We also avoid questioning the government because of our own association with it. If we question it, it means we acknowledge having wrong preferences and making mistakes—which often means acknowledging the faults in our support systems and identities. And for a lot of us, that is a step towards rejecting ourselves. So instead of questioning, we choose to support it any way we can—even if it means silently watching by as the lesser privileged bear the burden of the government’s failures. “My father, for example, wouldn’t criticise this government, because that would mean admitting he made a mistake,” adds Vidyasagar. “And in middle-class families, patriarchs don’t make mistakes.” Other reasons for not asking questions can range from thinking that this will make the one asking questions look ignorant or weak to sheer laziness to not knowing whether it’s okay to ask questions because of being brought up in a way that looks at it as being arrogant to just not knowing what a powerful tool questioning can be.

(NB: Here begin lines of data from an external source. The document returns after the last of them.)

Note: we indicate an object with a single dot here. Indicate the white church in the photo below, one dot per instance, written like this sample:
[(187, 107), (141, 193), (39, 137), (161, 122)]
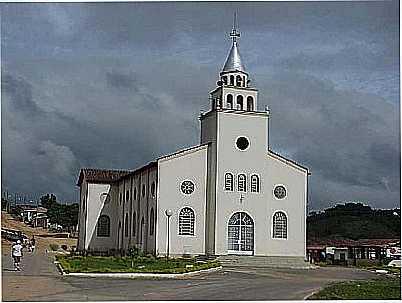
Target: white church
[(228, 195)]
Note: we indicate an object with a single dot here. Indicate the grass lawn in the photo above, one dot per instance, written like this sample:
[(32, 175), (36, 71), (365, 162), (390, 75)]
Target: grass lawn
[(90, 264), (384, 288)]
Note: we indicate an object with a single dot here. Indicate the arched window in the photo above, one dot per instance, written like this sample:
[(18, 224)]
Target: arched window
[(228, 181), (239, 102), (186, 222), (255, 184), (126, 226), (134, 223), (250, 103), (103, 228), (152, 222), (280, 226), (238, 80), (231, 80), (241, 182), (229, 101), (219, 102)]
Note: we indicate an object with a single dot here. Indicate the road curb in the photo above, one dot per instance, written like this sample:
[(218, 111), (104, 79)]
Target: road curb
[(136, 275)]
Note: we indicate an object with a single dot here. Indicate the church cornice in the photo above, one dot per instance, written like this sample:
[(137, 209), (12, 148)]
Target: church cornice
[(289, 162), (234, 111)]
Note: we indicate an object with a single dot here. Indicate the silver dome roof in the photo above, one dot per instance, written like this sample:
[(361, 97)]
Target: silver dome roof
[(233, 62)]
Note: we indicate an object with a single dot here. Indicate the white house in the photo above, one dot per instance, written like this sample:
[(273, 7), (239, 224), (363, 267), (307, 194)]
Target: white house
[(228, 195)]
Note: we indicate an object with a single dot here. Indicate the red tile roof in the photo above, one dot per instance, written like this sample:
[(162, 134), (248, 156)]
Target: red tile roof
[(101, 175), (352, 243)]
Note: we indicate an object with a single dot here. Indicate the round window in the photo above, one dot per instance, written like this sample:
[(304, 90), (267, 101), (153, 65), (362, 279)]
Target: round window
[(187, 187), (242, 143), (280, 192), (105, 198)]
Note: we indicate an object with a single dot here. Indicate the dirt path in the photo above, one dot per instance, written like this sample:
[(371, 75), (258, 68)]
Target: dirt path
[(42, 243)]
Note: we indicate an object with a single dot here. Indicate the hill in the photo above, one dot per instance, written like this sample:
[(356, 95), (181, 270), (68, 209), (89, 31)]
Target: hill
[(354, 221)]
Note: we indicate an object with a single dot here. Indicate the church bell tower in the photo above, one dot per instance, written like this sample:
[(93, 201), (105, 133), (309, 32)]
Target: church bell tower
[(234, 89), (237, 134)]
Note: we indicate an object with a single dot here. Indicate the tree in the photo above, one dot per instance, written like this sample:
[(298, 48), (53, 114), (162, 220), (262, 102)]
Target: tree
[(64, 215)]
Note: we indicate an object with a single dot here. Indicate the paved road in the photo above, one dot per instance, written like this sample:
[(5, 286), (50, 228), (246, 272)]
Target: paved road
[(40, 281)]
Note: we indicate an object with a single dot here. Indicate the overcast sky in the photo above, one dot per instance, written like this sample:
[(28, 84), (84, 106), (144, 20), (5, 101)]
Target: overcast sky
[(115, 85)]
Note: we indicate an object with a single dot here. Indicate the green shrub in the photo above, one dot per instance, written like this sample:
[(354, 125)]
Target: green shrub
[(54, 247), (148, 264)]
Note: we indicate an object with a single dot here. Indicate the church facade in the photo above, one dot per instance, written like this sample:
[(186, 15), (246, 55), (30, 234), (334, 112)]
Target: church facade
[(228, 195)]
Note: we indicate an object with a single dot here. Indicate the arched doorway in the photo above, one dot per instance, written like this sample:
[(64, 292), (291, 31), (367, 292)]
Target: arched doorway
[(240, 234)]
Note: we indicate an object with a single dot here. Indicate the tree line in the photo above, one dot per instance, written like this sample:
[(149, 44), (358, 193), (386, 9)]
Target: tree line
[(354, 221), (65, 215)]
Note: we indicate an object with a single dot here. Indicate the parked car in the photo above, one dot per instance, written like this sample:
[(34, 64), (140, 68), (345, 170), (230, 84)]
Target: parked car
[(394, 263)]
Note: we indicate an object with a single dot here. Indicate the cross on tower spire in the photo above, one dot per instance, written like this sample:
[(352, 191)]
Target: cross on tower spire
[(235, 33)]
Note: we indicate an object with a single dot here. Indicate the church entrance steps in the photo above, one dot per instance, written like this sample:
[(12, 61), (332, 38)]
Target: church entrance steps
[(265, 261)]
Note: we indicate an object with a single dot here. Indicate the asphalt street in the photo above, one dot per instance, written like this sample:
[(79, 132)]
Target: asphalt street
[(40, 281)]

But why is questioning so important anyway? It's simple—questions lead to change. If we didn’t ask questions, none of the development we have in the world would be there in the first place. And in a country with one of the youngest populations in the world, it's important we inculcate the behaviour early on. “It is the responsibility of all the stakeholders—parents, families, schools and colleges—to create that space where children can be allowed to think,” adds Vaid. Because when it is not just one of us questioning and holding the people responsible accountable, but the entirety of its 1.38 billion people, it has to reflect somewhere.